Relocation in the wake of Bisbing

Calendar year 2017 brought with it one of the most marked changes in recent history by way of New Jersey’s Supreme Court decision Bisbing v. Bisbing, 230 N.J. 3019 (2017). The Bisbing case overturned nearly seventeen (17) year’s worth of case law, shifting the standard for parents seeking to relocate with a minor child to a best interests of the child analysis. Specifically, Bisbing did away with the long-standing Baures v. Lewis, 167 N.J. 91, (2001) standard which afforded significant deference to the custodial parent, requiring the moving party to prove by a preponderance of the evidence that (1) there is a good faith reason for their intended move and (2) that the move would not be inimical to the child’s best interests. For well over a decade, Courts subscribing to the Baures standard, which was based significantly upon social science underpinnings, believed that the happiness of a custodial parent would translate to the child, and thus great deference was given to a custodial parent’s desire to move. However, the Supreme Court in Bisbing recognized “special justification,” which ultimately lead to the abandonment of the standard it promulgated in Baures, such that courts in New Jersey are now to be guided by the best interests analysis for all relocation cases in which parents share joint legal custody of a child/children. By conducting a best interests analysis, family court judges will be able to determine “cause” under N.J.S.A. 9:2-2 so as to assess whether a relocation is being initiated, in good faith, by a parent. The Supreme Court went on to conclude that such a fact-sensitive best interest analysis affords both parents the right to be equally respected in custody determinations, while placing the needs of the child/children at the forefront.

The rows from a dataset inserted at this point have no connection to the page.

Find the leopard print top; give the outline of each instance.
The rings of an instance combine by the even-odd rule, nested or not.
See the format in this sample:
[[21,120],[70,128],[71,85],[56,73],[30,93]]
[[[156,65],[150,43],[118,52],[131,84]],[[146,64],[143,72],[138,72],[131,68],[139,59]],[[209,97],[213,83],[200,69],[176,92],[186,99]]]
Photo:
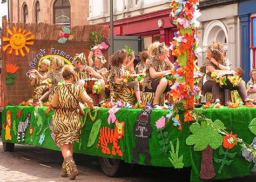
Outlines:
[[164,71],[170,69],[169,65],[161,60],[157,59],[153,57],[149,58],[146,65],[146,76],[144,77],[144,81],[143,82],[143,92],[145,91],[146,87],[149,89],[153,89],[151,86],[151,83],[156,78],[153,78],[150,76],[149,69],[151,66],[154,68],[156,72]]
[[[225,58],[223,60],[223,61],[221,63],[219,63],[219,64],[221,64],[225,66],[230,66],[232,63],[231,62],[227,59]],[[204,78],[205,77],[205,75],[206,75],[206,80],[207,81],[212,81],[212,77],[211,77],[211,73],[208,71],[206,73],[206,66],[213,66],[213,68],[215,70],[219,70],[219,68],[216,65],[215,65],[213,63],[212,63],[210,59],[206,58],[203,63],[202,65],[200,68],[200,71],[203,73],[203,76],[201,77],[201,78],[199,80],[199,82],[198,82],[198,86],[200,87],[201,90],[202,91],[202,95],[205,96],[206,92],[205,92],[205,90],[203,89],[203,82],[204,80]]]

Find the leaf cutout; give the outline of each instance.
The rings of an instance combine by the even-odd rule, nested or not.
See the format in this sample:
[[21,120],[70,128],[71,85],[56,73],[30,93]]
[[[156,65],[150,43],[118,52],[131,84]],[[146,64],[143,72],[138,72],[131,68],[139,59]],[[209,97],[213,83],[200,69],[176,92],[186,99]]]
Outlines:
[[88,143],[87,144],[87,147],[90,147],[93,145],[95,143],[98,134],[99,134],[99,129],[102,126],[102,120],[97,119],[93,125],[92,127],[91,133],[90,133],[89,139],[88,140]]
[[254,118],[252,120],[248,127],[252,133],[256,135],[256,118]]

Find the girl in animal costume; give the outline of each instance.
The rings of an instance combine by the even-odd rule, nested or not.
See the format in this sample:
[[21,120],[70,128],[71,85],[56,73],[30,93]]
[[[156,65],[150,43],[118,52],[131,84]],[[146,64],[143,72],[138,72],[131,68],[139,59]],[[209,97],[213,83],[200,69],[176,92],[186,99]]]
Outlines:
[[126,85],[130,89],[133,88],[137,101],[142,103],[139,82],[136,80],[126,83],[124,82],[124,78],[122,78],[122,76],[124,76],[126,71],[125,65],[123,64],[126,61],[127,56],[127,52],[124,50],[117,51],[114,53],[111,57],[112,67],[109,76],[109,79],[114,84],[114,83],[123,83],[124,85]]
[[80,99],[86,102],[91,110],[94,109],[93,102],[87,95],[84,87],[75,83],[75,71],[70,65],[63,68],[62,73],[64,85],[56,87],[51,106],[56,108],[54,113],[53,129],[55,145],[59,145],[64,162],[62,176],[71,174],[70,179],[78,174],[73,159],[75,141],[80,141],[80,116],[79,109]]
[[211,73],[215,71],[217,73],[229,73],[235,74],[234,70],[231,70],[230,65],[231,63],[225,56],[225,52],[220,44],[213,44],[208,46],[207,57],[200,68],[200,71],[204,73],[198,84],[198,86],[202,90],[202,94],[205,95],[206,91],[212,92],[215,103],[220,103],[220,91],[223,89],[230,90],[237,90],[244,103],[252,101],[246,93],[246,91],[240,82],[238,86],[231,86],[227,80],[227,85],[223,85],[220,87],[219,84],[213,82],[211,77]]
[[53,95],[53,89],[58,85],[58,83],[63,80],[62,77],[62,68],[64,65],[63,60],[62,58],[55,57],[52,58],[52,68],[53,69],[48,71],[44,76],[43,76],[37,70],[32,70],[31,72],[37,75],[41,80],[45,80],[49,78],[52,84],[50,87],[49,91],[44,93],[39,99],[38,102],[44,100],[49,96],[49,100],[50,102]]

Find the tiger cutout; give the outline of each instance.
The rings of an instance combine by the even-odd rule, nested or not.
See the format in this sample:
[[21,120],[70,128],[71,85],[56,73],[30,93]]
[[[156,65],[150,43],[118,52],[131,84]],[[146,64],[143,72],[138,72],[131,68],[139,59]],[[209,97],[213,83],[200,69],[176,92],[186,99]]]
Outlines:
[[112,154],[114,156],[117,154],[123,156],[123,153],[118,145],[118,142],[123,138],[124,134],[124,122],[119,123],[117,120],[114,123],[116,127],[114,129],[111,129],[107,127],[103,127],[99,130],[99,141],[96,147],[99,149],[101,144],[102,151],[104,154],[110,154],[110,150],[107,145],[113,144],[112,147]]
[[11,115],[10,111],[6,112],[6,117],[5,118],[7,125],[6,126],[4,125],[4,129],[5,130],[5,140],[11,140]]

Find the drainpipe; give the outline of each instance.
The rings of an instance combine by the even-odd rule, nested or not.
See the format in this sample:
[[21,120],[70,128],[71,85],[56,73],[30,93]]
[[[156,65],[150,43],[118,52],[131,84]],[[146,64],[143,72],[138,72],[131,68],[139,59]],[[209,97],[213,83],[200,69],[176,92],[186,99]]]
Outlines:
[[110,54],[114,53],[114,36],[113,36],[113,0],[110,2]]

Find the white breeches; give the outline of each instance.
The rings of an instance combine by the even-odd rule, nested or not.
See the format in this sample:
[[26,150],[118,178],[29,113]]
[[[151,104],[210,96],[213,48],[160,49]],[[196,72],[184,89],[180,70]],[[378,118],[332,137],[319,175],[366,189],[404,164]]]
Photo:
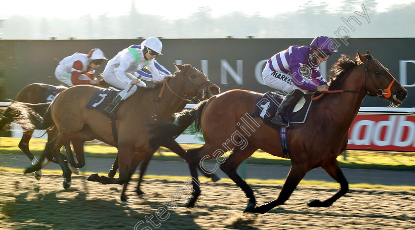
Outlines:
[[[60,82],[64,83],[70,87],[74,86],[74,84],[72,83],[72,80],[71,79],[72,76],[72,74],[63,70],[60,65],[58,65],[56,67],[56,69],[55,69],[55,77],[56,77],[56,79],[59,80]],[[86,77],[86,75],[83,74],[81,74],[78,77],[78,79],[80,80],[90,80],[89,78]]]
[[[130,73],[126,74],[131,74]],[[111,85],[117,87],[118,89],[122,89],[123,90],[120,92],[119,95],[121,96],[123,100],[125,100],[129,96],[132,95],[137,91],[137,86],[135,85],[129,85],[120,80],[117,77],[115,73],[110,71],[105,72],[102,74],[102,78],[106,82],[111,84]]]

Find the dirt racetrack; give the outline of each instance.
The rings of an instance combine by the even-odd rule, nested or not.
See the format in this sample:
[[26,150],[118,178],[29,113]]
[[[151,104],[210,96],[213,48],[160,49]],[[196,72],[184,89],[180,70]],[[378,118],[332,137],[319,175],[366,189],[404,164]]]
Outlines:
[[[73,178],[65,190],[59,175],[38,182],[31,174],[0,172],[0,229],[415,229],[413,191],[351,189],[332,207],[316,208],[307,202],[326,199],[337,188],[302,186],[284,205],[257,215],[243,213],[247,199],[232,183],[202,182],[199,201],[188,209],[184,181],[145,180],[146,194],[137,196],[134,179],[127,191],[133,202],[124,204],[116,199],[122,185]],[[258,203],[276,198],[281,185],[252,184]]]

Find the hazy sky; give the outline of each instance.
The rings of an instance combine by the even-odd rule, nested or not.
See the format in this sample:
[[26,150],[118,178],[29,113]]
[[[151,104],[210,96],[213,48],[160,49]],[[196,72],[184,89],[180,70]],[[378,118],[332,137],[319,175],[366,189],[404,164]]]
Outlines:
[[[289,11],[296,11],[309,0],[257,0],[235,1],[235,0],[3,0],[0,7],[0,18],[7,18],[11,15],[19,15],[27,17],[58,17],[75,18],[81,15],[90,14],[94,17],[107,13],[111,17],[127,14],[131,2],[134,0],[135,7],[140,13],[160,15],[165,18],[177,19],[188,17],[196,12],[199,7],[208,6],[212,10],[211,16],[218,17],[232,11],[240,11],[249,15],[259,13],[264,17],[272,17]],[[402,4],[415,0],[376,0],[378,3],[377,10],[384,11],[394,4]],[[330,8],[338,9],[339,0],[315,0],[319,4],[327,2]],[[364,3],[365,0],[362,0]],[[247,3],[245,3],[247,2]],[[251,3],[254,2],[254,4]]]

Pursuant to Bisbing, a parent seeking to relocate out-of-state with a child/children, now has the burden to establish that it is in the child’s best interest for a Court to grant such removal. From a legal perspective, while this standard seeks to place both the moving party, and the objecting party, on equal playing field, in practicality, it would seem to place the greater burden upon the parent seeking to move. While it is anticipated that much of the subjectivity and posturing will be removed, i.e. mind-reading pre-judgment as to whether a party anticipated a relocation during the negotiating of a custody agreement or counting overnights and parenting time to determine applicable standards, the singular inquiry as to the best interests of the child/children is now the singular factor Court’s must examine, placing the burden squarely on the shoulders of the party seeking to relocate.

While the standard for relocation might have become more bright-line, and consequently, in many respects more stringent, the Supreme Court has nonetheless recognized the fact-sensitive nature associated with relocation cases, and has made clear that Court’s must consider the statutory factors set forth in N.J.S.A. 9:2-4(c) as well as any other evidence that might have a bearing upon a party’s desire to relocate.

Individuals should consult with counsel relative to both pre and post-judgment concerns relative to out-of-state moves so that fact sensitive and case specific analysis can be discussed.